At press time, tensions in the battle over health care reform were pulling to the max in every direction. As one estimate warned that health insurance would cost nearly twice as much in 2020 as in 2008, Sen. Chuck Schumer (D-N.Y.) was saying that the president might give up on bipartisanship and go for a party line solution delivered by the Democratic majority in Congress.
The insurance industry is seen as likely to gain in any scenario. Example: after stipulating earlier that insurers should pay at least 76 percent of medical costs for customers with the cheaper plans, last week the Senate Finance Committee had reportedly lowered that floor to 65 percent—a big difference for people with expensive illnesses.
Insurance and health companies have gone all out to influence the debate, and cries of "Socialism!" have gotten attention out of all proportion to their real significance. It was the media that gave the namecalling the status of dissent, and gave the way it drowned out the exchange of meaningful information the status of news.
But the brouhaha about Obama's "un-American" reforms had a good result for Massachusetts Rep. Barney Frank. At a mid-August "town meeting" on health care reform, Frank lost it and told a woman holding a picture of President Obama with a Hitler moustache that talking to her was like arguing with the dining room table.
Earlier, a fight was being waged between progressive and so-called "Blue Dog" Democrats over how far compromises in a health care reform bill could go.
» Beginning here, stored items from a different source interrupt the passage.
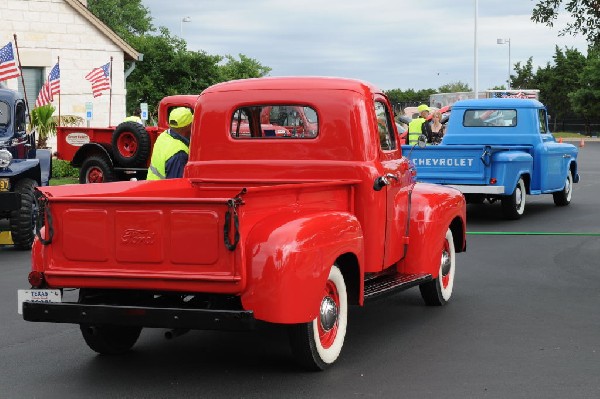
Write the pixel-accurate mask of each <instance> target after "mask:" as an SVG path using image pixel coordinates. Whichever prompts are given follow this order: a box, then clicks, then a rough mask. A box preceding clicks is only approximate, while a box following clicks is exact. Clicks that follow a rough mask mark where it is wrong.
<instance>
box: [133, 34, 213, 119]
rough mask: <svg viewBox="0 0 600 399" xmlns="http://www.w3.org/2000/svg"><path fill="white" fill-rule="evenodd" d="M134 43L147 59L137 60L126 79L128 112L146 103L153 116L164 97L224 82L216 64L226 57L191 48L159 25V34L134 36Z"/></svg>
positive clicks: (136, 46) (198, 93)
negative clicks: (135, 63)
mask: <svg viewBox="0 0 600 399" xmlns="http://www.w3.org/2000/svg"><path fill="white" fill-rule="evenodd" d="M131 45H132V46H133V47H134V48H136V49H137V50H138V51H139V52H141V53H144V61H143V62H139V63H137V65H136V68H135V69H134V70H133V72H132V73H131V75H129V78H128V79H127V104H128V111H129V112H131V111H133V109H134V108H135V107H136V106H137V104H139V103H140V102H145V103H148V111H149V113H150V116H151V117H152V116H155V115H156V107H157V106H158V103H159V101H160V100H161V99H162V98H163V97H165V96H169V95H174V94H200V92H201V91H202V90H204V89H205V88H207V87H208V86H210V85H212V84H215V83H218V82H221V81H222V80H221V73H220V70H219V66H218V65H217V64H218V63H219V62H221V60H222V59H223V57H221V56H218V55H208V54H206V53H204V52H198V51H188V50H187V48H186V43H185V41H184V40H182V39H180V38H178V37H175V36H172V35H171V34H170V33H169V30H168V29H166V28H160V33H159V35H140V36H133V37H132V38H131ZM151 119H152V118H151Z"/></svg>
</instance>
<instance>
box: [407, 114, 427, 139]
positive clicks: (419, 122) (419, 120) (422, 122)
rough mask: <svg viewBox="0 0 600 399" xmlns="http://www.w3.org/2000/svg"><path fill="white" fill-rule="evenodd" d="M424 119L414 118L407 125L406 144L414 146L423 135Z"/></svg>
mask: <svg viewBox="0 0 600 399" xmlns="http://www.w3.org/2000/svg"><path fill="white" fill-rule="evenodd" d="M423 123H425V118H421V117H418V118H415V119H413V120H412V121H411V122H410V123H409V124H408V144H416V143H417V141H419V136H420V135H422V134H423Z"/></svg>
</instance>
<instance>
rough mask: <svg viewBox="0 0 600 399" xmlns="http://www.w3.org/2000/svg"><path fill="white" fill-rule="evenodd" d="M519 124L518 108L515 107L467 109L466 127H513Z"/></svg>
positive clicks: (465, 119) (465, 112) (464, 121)
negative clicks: (508, 108)
mask: <svg viewBox="0 0 600 399" xmlns="http://www.w3.org/2000/svg"><path fill="white" fill-rule="evenodd" d="M516 125H517V110H514V109H477V110H473V109H469V110H467V111H465V116H464V119H463V126H465V127H476V126H477V127H478V126H486V127H512V126H516Z"/></svg>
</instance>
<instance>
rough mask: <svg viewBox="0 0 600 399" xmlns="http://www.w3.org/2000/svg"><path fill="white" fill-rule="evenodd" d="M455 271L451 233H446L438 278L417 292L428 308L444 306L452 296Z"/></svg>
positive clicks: (455, 256) (428, 283)
mask: <svg viewBox="0 0 600 399" xmlns="http://www.w3.org/2000/svg"><path fill="white" fill-rule="evenodd" d="M455 270H456V251H455V249H454V237H453V236H452V231H451V230H450V229H448V230H447V231H446V237H445V238H444V242H443V245H442V250H441V254H440V269H439V271H438V277H437V278H436V279H434V280H432V281H428V282H427V283H424V284H421V285H420V286H419V290H420V291H421V296H422V297H423V300H424V301H425V303H426V304H427V305H428V306H442V305H445V304H446V303H447V302H448V301H449V300H450V297H451V296H452V288H453V287H454V273H455Z"/></svg>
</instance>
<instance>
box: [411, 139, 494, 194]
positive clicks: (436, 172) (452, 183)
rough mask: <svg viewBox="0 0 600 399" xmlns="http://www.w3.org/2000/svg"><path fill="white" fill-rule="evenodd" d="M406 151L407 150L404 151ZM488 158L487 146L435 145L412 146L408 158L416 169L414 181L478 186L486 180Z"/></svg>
mask: <svg viewBox="0 0 600 399" xmlns="http://www.w3.org/2000/svg"><path fill="white" fill-rule="evenodd" d="M403 150H404V149H403ZM409 152H410V148H408V150H404V153H405V154H408V153H409ZM490 155H491V148H490V147H488V146H472V145H464V146H463V145H452V146H444V145H438V146H427V147H425V148H419V147H415V148H414V149H413V150H412V152H411V153H410V158H411V161H412V162H413V163H414V165H415V167H416V169H417V181H421V182H428V183H438V184H472V185H476V184H480V185H481V184H487V181H488V179H489V173H490V172H489V167H488V166H489V164H490Z"/></svg>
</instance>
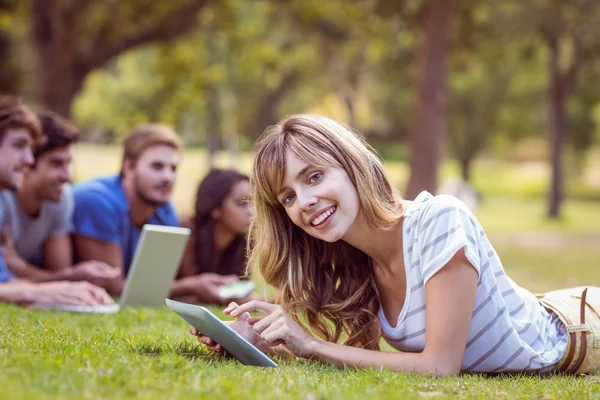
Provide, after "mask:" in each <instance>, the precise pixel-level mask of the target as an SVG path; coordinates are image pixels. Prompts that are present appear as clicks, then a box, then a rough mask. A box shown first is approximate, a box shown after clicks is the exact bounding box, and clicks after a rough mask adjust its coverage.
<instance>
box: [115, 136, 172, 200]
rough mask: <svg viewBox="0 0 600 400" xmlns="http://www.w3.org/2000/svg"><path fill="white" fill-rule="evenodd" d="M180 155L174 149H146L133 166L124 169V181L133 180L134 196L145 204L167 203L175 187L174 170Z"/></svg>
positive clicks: (163, 146)
mask: <svg viewBox="0 0 600 400" xmlns="http://www.w3.org/2000/svg"><path fill="white" fill-rule="evenodd" d="M180 159H181V153H180V152H179V151H177V150H176V149H174V148H172V147H170V146H165V145H158V146H153V147H150V148H148V149H146V150H145V151H144V152H143V153H142V154H141V155H140V157H139V158H138V159H137V161H136V162H135V164H131V163H128V166H126V168H125V170H126V171H125V173H126V175H129V177H126V179H133V187H134V189H135V192H136V196H137V197H138V198H139V199H140V200H142V201H143V202H145V203H148V204H152V205H156V206H158V205H162V204H165V203H167V202H168V201H169V200H170V198H171V194H172V192H173V186H174V185H175V178H176V170H177V166H178V165H179V161H180Z"/></svg>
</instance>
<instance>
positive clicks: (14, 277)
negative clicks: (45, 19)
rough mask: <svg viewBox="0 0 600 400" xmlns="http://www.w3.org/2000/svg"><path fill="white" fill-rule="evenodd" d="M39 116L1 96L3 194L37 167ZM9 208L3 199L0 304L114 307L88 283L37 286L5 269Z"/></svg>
mask: <svg viewBox="0 0 600 400" xmlns="http://www.w3.org/2000/svg"><path fill="white" fill-rule="evenodd" d="M45 139H46V138H45V135H44V133H43V132H42V130H41V127H40V121H39V119H38V118H37V116H36V115H35V114H34V113H33V111H31V110H30V109H29V107H27V106H26V105H25V104H23V103H22V102H21V101H19V100H18V99H16V98H14V97H7V96H0V190H4V189H7V190H19V188H20V187H21V185H22V184H23V177H24V174H25V171H26V170H27V169H28V168H30V167H31V166H32V165H33V163H34V158H33V152H32V148H33V145H34V143H39V142H40V141H43V140H45ZM6 212H7V208H6V207H5V206H4V204H3V202H2V199H1V198H0V303H14V304H21V305H47V304H65V305H97V304H113V303H114V301H113V300H112V298H111V297H110V296H109V295H108V293H106V291H105V290H104V289H103V288H101V287H99V286H95V285H93V284H91V283H88V282H67V281H56V282H43V283H37V282H32V281H29V280H26V279H20V278H16V277H15V275H14V274H13V273H12V271H10V270H9V269H8V267H7V265H6V262H5V259H4V251H5V250H6V247H7V242H9V240H10V239H9V238H7V233H6V231H7V230H8V229H7V226H6V224H5V220H6V219H7V215H6Z"/></svg>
Sixty congresspeople (including Rep. John Olver, not including Rep. Richard Neal) had written the House leadership to protest the suggested elimination of a public health insurance option from the health care reform legislation.
Those who wrote to defend the public option were rewarded with donations from reform supporters cued by the Blue America blog, but after the town meeting, Frank harvested over $11,000, more than three times as much as the average among the 60 who signed the letter (Frank, who is gay, apparently also benefited from a homophobic screed by Rush Limbaugh after the town meeting).